Now I need to extend the UserControl to display a CheckBox or a TextBox. I
can't bind the CheckBox to the validation class because it's expecting a
TextBox.

I've changed the declaration in the Class from:
Dim objValidation as TextBox

...to

Dim objValidation as Object

Now, naturally, objValidation does not expose the events of TextBox (which
it did when it was created as a textBox.

So the question is this:
Is it possible to create an object using the declaration Dim obj as Object
which inherits (is that the right term) either the TextBox or CheckBox events?

Nigel

You don't say what events you are exposing, but I would define generic
events in the UserControl (maybe DataChanged, etc.), then have the
UserControl handle the appropriate events from the textbox or checkbox
and then raise its own events.
 
N

Nigel V Thomas

Jack Jackson said:
You don't say what events you are exposing, but I would define generic
events in the UserControl (maybe DataChanged, etc.), then have the
UserControl handle the appropriate events from the textbox or checkbox
and then raise its own events.

Jack

No, I can't do that because the validation is being performed in the class
and not the UserControl.
 
F

Family Tree Mike

Nigel said:
Hi (sorry a bit long winded)


I do not know if I'm barking up the wrong tree here but...

Summary:
I have UserControl which has a textbox on it.
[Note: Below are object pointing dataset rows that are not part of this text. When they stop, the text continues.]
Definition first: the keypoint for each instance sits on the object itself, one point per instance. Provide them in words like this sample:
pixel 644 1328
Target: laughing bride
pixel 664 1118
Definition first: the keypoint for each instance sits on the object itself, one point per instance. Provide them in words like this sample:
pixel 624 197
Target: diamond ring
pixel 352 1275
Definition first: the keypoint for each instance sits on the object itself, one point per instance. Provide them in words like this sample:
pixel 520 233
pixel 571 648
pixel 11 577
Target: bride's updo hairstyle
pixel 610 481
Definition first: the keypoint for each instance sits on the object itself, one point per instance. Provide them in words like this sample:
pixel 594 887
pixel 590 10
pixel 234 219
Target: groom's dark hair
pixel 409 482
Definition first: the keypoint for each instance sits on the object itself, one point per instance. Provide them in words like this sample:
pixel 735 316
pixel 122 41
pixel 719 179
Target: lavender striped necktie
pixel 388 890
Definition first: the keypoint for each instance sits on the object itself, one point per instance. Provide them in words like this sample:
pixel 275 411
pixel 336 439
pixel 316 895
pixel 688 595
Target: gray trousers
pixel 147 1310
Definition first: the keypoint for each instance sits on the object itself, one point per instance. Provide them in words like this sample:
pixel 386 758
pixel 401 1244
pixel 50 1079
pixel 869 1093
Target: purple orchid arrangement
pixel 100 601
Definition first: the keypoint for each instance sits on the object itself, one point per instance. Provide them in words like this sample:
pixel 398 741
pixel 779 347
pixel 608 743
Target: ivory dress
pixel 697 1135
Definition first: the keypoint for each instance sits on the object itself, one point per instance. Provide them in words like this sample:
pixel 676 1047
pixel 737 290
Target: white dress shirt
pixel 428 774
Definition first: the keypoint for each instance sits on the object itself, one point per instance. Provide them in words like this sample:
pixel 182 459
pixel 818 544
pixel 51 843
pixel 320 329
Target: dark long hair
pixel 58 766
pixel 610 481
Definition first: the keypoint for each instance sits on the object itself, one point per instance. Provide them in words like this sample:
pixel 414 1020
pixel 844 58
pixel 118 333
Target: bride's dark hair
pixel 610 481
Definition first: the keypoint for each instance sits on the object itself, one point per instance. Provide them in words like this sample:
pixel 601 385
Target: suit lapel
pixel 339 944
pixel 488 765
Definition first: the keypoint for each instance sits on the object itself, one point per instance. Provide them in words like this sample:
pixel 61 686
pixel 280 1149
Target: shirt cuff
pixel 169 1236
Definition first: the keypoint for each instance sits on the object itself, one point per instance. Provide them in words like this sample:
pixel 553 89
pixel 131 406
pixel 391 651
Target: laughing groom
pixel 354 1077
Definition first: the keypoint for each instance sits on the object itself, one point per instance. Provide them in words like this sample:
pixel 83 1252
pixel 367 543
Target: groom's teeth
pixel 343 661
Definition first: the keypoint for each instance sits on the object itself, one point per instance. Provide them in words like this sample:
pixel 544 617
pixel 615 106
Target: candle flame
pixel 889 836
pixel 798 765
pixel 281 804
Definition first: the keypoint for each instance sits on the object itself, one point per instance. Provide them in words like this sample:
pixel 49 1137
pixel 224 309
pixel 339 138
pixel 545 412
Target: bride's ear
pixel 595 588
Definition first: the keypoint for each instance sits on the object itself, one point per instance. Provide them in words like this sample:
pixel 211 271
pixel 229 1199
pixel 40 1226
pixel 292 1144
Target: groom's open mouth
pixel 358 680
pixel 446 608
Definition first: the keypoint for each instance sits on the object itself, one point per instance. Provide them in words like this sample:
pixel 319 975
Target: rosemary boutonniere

I use a class (to which the
text box is bound) to perform some non-standard validation and raise events
and logs errors. Works fine.

Now I need to extend the UserControl to display a CheckBox or a TextBox. I
can't bind the CheckBox to the validation class because it's expecting a
TextBox.

I've changed the declaration in the Class from:
Dim objValidation as TextBox

...to

Dim objValidation as Object

Now, naturally, objValidation does not expose the events of TextBox (which
it did when it was created as a textBox.

So the question is this:
Is it possible to create an object using the declaration Dim obj as Object
which inherits (is that the right term) either the TextBox or CheckBox events?

Nigel

Object would be the nearest common ancestor of those two objects, so it
would have to come in as an object. You can however cast back to what
it actually is, as follows:


Function Validate(ByVal ctl As Object) As Boolean
If TypeOf ctl Is TextBox Then
Dim tb As TextBox = CType(ctl, TextBox)
' treat tb for validation
ElseIf TypeOf ctl Is CheckBox Then
Dim cb As CheckBox = CType(ctl, CheckBox)
' treat cb for validation
End If
End Function
 
J

Jack Jackson

Jack

No, I can't do that because the validation is being performed in the class
and not the UserControl.

You can test for what kind of object objValidation is and then cast
it.

If objValidation Is Textbox Then
Dim txtbox As Textbox = DirectCast(objValidation, Textbox)

Also, I would declare objValidation as Control rather than Object.
That might get you some events that are defined in Control without
having to cast.

If you explain more about where and how this validation class is used
there might be other ways to accomplish this in a cleaner way.